Unnamed: 0,state,num_districts
0,ANAMBRA,3
1,ABIA,3
2,ADAMAWA,3
3,AKWA IBOM,3
4,BAUCHI,3
5,BAYELSA,3
6,BENUE,3
7,BORNO,3
8,CROSS RIVER,3
9,DELTA,3


That worked. The new cleaned datasets are saved as "cleaned_LGA_SEN.csv" and "cleaned_LGA_SEN.xlsx" under the same folder.

#### Task 2 - 5
I will use Python to automate the data joining, aggregration, and exporting process. First, confirm/install deps:

`pip install geopandas`

Next, I created a `join_data.py` file inside the "Assignment 1" folder.

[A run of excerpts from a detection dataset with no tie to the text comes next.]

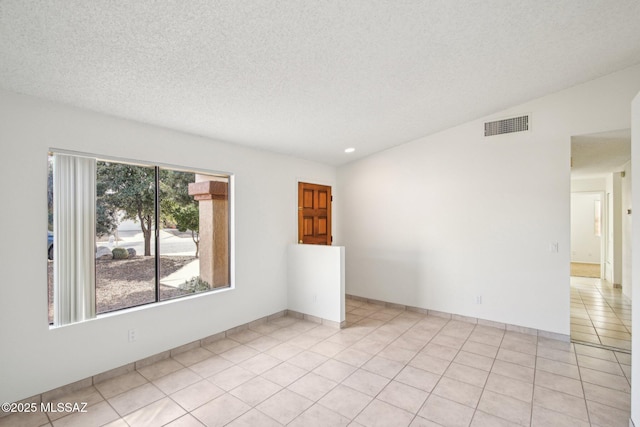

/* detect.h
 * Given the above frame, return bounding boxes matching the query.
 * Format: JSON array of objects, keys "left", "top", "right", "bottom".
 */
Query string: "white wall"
[
  {"left": 571, "top": 193, "right": 605, "bottom": 264},
  {"left": 0, "top": 91, "right": 338, "bottom": 402},
  {"left": 337, "top": 66, "right": 640, "bottom": 335},
  {"left": 621, "top": 162, "right": 640, "bottom": 299},
  {"left": 287, "top": 244, "right": 345, "bottom": 325},
  {"left": 605, "top": 171, "right": 631, "bottom": 290},
  {"left": 623, "top": 88, "right": 640, "bottom": 426},
  {"left": 571, "top": 177, "right": 607, "bottom": 193}
]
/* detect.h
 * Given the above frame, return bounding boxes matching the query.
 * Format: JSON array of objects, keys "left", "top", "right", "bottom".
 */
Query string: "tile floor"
[
  {"left": 571, "top": 277, "right": 631, "bottom": 351},
  {"left": 0, "top": 300, "right": 631, "bottom": 427}
]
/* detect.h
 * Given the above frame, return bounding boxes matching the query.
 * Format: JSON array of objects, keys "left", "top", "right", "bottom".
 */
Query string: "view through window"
[{"left": 47, "top": 153, "right": 230, "bottom": 325}]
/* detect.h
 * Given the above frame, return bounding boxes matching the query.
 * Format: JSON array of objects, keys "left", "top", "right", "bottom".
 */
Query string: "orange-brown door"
[{"left": 298, "top": 182, "right": 331, "bottom": 245}]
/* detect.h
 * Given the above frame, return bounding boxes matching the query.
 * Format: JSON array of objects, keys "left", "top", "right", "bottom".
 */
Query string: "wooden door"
[{"left": 298, "top": 182, "right": 332, "bottom": 245}]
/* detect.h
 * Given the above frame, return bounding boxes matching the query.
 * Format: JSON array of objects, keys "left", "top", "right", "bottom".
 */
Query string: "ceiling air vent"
[{"left": 484, "top": 116, "right": 529, "bottom": 136}]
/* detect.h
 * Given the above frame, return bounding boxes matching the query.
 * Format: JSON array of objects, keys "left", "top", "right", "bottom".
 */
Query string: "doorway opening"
[{"left": 570, "top": 129, "right": 631, "bottom": 352}]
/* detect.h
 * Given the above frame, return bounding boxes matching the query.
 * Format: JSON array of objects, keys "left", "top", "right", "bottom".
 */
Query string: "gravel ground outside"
[{"left": 47, "top": 256, "right": 195, "bottom": 323}]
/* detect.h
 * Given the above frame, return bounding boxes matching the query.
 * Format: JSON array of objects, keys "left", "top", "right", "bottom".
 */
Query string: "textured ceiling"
[
  {"left": 0, "top": 0, "right": 640, "bottom": 165},
  {"left": 571, "top": 129, "right": 631, "bottom": 178}
]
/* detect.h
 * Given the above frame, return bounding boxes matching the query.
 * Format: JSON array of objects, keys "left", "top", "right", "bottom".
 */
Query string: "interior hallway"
[{"left": 571, "top": 277, "right": 631, "bottom": 351}]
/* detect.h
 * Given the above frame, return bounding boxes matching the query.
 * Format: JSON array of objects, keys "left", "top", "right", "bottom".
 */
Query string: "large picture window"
[{"left": 47, "top": 152, "right": 231, "bottom": 326}]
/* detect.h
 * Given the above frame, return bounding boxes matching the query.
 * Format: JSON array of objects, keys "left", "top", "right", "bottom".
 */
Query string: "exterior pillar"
[{"left": 189, "top": 179, "right": 230, "bottom": 288}]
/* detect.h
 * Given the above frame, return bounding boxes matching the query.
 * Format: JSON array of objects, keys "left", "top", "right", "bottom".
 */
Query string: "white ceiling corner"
[{"left": 0, "top": 0, "right": 640, "bottom": 165}]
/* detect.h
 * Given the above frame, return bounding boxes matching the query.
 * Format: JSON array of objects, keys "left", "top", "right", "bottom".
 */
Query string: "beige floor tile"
[
  {"left": 288, "top": 372, "right": 338, "bottom": 402},
  {"left": 208, "top": 365, "right": 256, "bottom": 391},
  {"left": 44, "top": 386, "right": 104, "bottom": 425},
  {"left": 290, "top": 404, "right": 351, "bottom": 427},
  {"left": 204, "top": 338, "right": 240, "bottom": 354},
  {"left": 467, "top": 329, "right": 504, "bottom": 347},
  {"left": 462, "top": 341, "right": 499, "bottom": 358},
  {"left": 153, "top": 368, "right": 202, "bottom": 394},
  {"left": 102, "top": 415, "right": 134, "bottom": 427},
  {"left": 478, "top": 390, "right": 531, "bottom": 425},
  {"left": 351, "top": 337, "right": 387, "bottom": 356},
  {"left": 452, "top": 350, "right": 494, "bottom": 372},
  {"left": 227, "top": 329, "right": 263, "bottom": 344},
  {"left": 578, "top": 354, "right": 624, "bottom": 375},
  {"left": 535, "top": 371, "right": 584, "bottom": 398},
  {"left": 222, "top": 409, "right": 282, "bottom": 427},
  {"left": 584, "top": 383, "right": 631, "bottom": 412},
  {"left": 238, "top": 353, "right": 282, "bottom": 375},
  {"left": 265, "top": 342, "right": 302, "bottom": 361},
  {"left": 362, "top": 356, "right": 405, "bottom": 379},
  {"left": 229, "top": 377, "right": 282, "bottom": 406},
  {"left": 431, "top": 377, "right": 482, "bottom": 408},
  {"left": 537, "top": 347, "right": 578, "bottom": 365},
  {"left": 409, "top": 416, "right": 442, "bottom": 427},
  {"left": 394, "top": 366, "right": 440, "bottom": 392},
  {"left": 53, "top": 402, "right": 119, "bottom": 427},
  {"left": 191, "top": 393, "right": 251, "bottom": 427},
  {"left": 287, "top": 350, "right": 329, "bottom": 371},
  {"left": 378, "top": 344, "right": 417, "bottom": 364},
  {"left": 95, "top": 372, "right": 148, "bottom": 399},
  {"left": 256, "top": 389, "right": 313, "bottom": 424},
  {"left": 342, "top": 369, "right": 390, "bottom": 397},
  {"left": 409, "top": 352, "right": 450, "bottom": 375},
  {"left": 422, "top": 343, "right": 458, "bottom": 362},
  {"left": 536, "top": 357, "right": 580, "bottom": 380},
  {"left": 0, "top": 412, "right": 49, "bottom": 427},
  {"left": 108, "top": 384, "right": 165, "bottom": 416},
  {"left": 318, "top": 385, "right": 373, "bottom": 419},
  {"left": 138, "top": 359, "right": 184, "bottom": 381},
  {"left": 580, "top": 368, "right": 631, "bottom": 393},
  {"left": 124, "top": 397, "right": 186, "bottom": 427},
  {"left": 444, "top": 362, "right": 489, "bottom": 387},
  {"left": 471, "top": 411, "right": 520, "bottom": 427},
  {"left": 219, "top": 344, "right": 259, "bottom": 363},
  {"left": 491, "top": 360, "right": 535, "bottom": 384},
  {"left": 377, "top": 381, "right": 429, "bottom": 414},
  {"left": 600, "top": 337, "right": 631, "bottom": 351},
  {"left": 355, "top": 399, "right": 413, "bottom": 427},
  {"left": 418, "top": 394, "right": 474, "bottom": 427},
  {"left": 485, "top": 372, "right": 533, "bottom": 403},
  {"left": 313, "top": 359, "right": 366, "bottom": 383},
  {"left": 189, "top": 350, "right": 233, "bottom": 378},
  {"left": 531, "top": 405, "right": 590, "bottom": 427},
  {"left": 533, "top": 386, "right": 589, "bottom": 421},
  {"left": 309, "top": 340, "right": 348, "bottom": 357},
  {"left": 171, "top": 347, "right": 214, "bottom": 366},
  {"left": 391, "top": 332, "right": 429, "bottom": 352},
  {"left": 246, "top": 335, "right": 282, "bottom": 352},
  {"left": 170, "top": 380, "right": 224, "bottom": 411},
  {"left": 262, "top": 362, "right": 307, "bottom": 387},
  {"left": 334, "top": 348, "right": 373, "bottom": 368},
  {"left": 587, "top": 401, "right": 630, "bottom": 427},
  {"left": 496, "top": 348, "right": 536, "bottom": 368}
]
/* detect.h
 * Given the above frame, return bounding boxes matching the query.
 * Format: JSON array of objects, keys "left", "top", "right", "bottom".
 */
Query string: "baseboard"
[
  {"left": 0, "top": 310, "right": 288, "bottom": 419},
  {"left": 346, "top": 294, "right": 571, "bottom": 342}
]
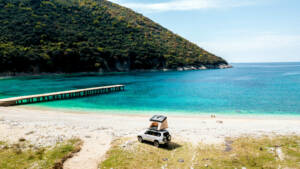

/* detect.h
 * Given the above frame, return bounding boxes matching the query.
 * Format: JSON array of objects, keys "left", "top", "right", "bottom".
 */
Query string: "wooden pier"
[{"left": 0, "top": 85, "right": 125, "bottom": 106}]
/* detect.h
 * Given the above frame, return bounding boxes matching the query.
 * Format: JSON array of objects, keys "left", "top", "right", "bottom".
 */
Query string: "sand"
[{"left": 0, "top": 106, "right": 300, "bottom": 169}]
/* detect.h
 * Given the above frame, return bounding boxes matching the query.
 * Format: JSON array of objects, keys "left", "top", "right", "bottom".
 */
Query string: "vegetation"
[
  {"left": 0, "top": 0, "right": 227, "bottom": 73},
  {"left": 99, "top": 136, "right": 300, "bottom": 169},
  {"left": 0, "top": 139, "right": 81, "bottom": 169}
]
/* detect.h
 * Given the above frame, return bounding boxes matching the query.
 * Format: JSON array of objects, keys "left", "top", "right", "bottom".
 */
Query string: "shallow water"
[{"left": 0, "top": 63, "right": 300, "bottom": 115}]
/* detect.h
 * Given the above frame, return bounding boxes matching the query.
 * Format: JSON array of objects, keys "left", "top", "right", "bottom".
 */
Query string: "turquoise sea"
[{"left": 0, "top": 63, "right": 300, "bottom": 115}]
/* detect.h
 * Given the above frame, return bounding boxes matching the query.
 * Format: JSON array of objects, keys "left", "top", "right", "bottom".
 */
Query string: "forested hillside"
[{"left": 0, "top": 0, "right": 227, "bottom": 73}]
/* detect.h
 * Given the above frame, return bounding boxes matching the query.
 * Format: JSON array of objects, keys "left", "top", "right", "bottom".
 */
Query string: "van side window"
[{"left": 153, "top": 132, "right": 161, "bottom": 137}]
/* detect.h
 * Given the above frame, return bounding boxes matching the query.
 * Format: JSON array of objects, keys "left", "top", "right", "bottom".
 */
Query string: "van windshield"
[{"left": 164, "top": 132, "right": 170, "bottom": 137}]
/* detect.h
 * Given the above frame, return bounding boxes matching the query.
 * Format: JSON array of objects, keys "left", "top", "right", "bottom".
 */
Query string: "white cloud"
[
  {"left": 198, "top": 33, "right": 300, "bottom": 62},
  {"left": 112, "top": 0, "right": 258, "bottom": 12}
]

This file contains the script that preprocesses the datasets and consolidates them for use by our QGIS project.

The below command runs the script:

`cd "C:\Users\USER\Desktop\eHealthOrg\Assignment 1"`

`python join_data.py`

#### Task 6
---

##### Step 1: Launch QGIS

- Open **QGIS** (download it first if you don’t have it):
  - Free download: [https://qgis.org](https://qgis.org)

---

##### Step 2: Add the LGA Boundary (Map Background)

1. In QGIS, go to:
   - **Layer → Add Layer → Add Vector Layer**
2. Click **Source** → **Vector Dataset**
3. Browse to:
   ```
   C:\Users\USER\Desktop\eHealthOrg\Assignment 1\datasets\admin_bndry.shp
   ```
4. Click **Add**

 You should now see the **map of Nigeria** (LGA boundaries).

---

##### Step 3: Add the Best Facilities Layer

1. **Layer → Add Layer → Add Vector Layer**
2. Browse to:
   ```
   C:\Users\USER\Desktop\eHealthOrg\Assignment 1\processed\best_facility_per_sen.geojson
   ```
3. Click **Add**

 You’ll now see **points** (one per senatorial district) on the map.

---

##### Step 4: Style the Map

###### Style the LGA Layer (admin_bndry)
1. Click the layer in the **Layers Panel** (left)
2. Right-click → **Properties → Symbology**
3. Choose:
   - **Fill**: Light gray or pastel color
   - **Stroke (outline)**: Dark gray, 0.5 mm

###### Style the Best Facilities Layer
1. Select `best_facility_per_sen` layer
2. Right-click → **Properties → Symbology**
3. Change to:
   - **Symbol**: Circle or star
   - **Size**: 3–4 mm
   - **Color**: Red or gold
   - **Outline**: White

###### Add Labels
1. Go to **Labels** tab
2. Choose: **Show labels**
3. Value: `hf_name` (or `senatorial_district_clean`)
4. Font: Arial, size 8–10
5. Placement: Offset from point (to avoid overlap)

---

##### Step 5: Create Layout (A3 PDF)

1. Go to:
   - **Project → New Print Layout**
   - Name it: `Health Facilities Map`

2. In Layout:
   - Click **Add Map** → Draw a rectangle on the page
   - Your map will appear

3. Add:
   - **Title**: *"Top-Ranked Health Facilities by Senatorial District"*
     → Add → Add Label
   - **Legend**: Add Legend → Show only visible layers
   - **Scale Bar**: Add Scale Bar
   - **North Arrow**: Add North Arrow
   - **Data Source**: "Source: eHealthOrg Survey 2024"

4. Set Page Size:
   - **Layout → Page Properties → A3 (297 x 420 mm)**, Portrait or Landscape

5. Adjust zoom/pan in the map item if needed.

---

##### Step 6: Export as PDF

1. Click **Export as PDF**
2. Save to:
   ```
   C:\Users\USER\Desktop\eHealthOrg\Assignment 1\map_health_facilities_A3.pdf
   ```
   (Create the `output` folder if needed)

3. Click **Save**

 We now have our final map!

---

#### Task 7 - Delivered as required.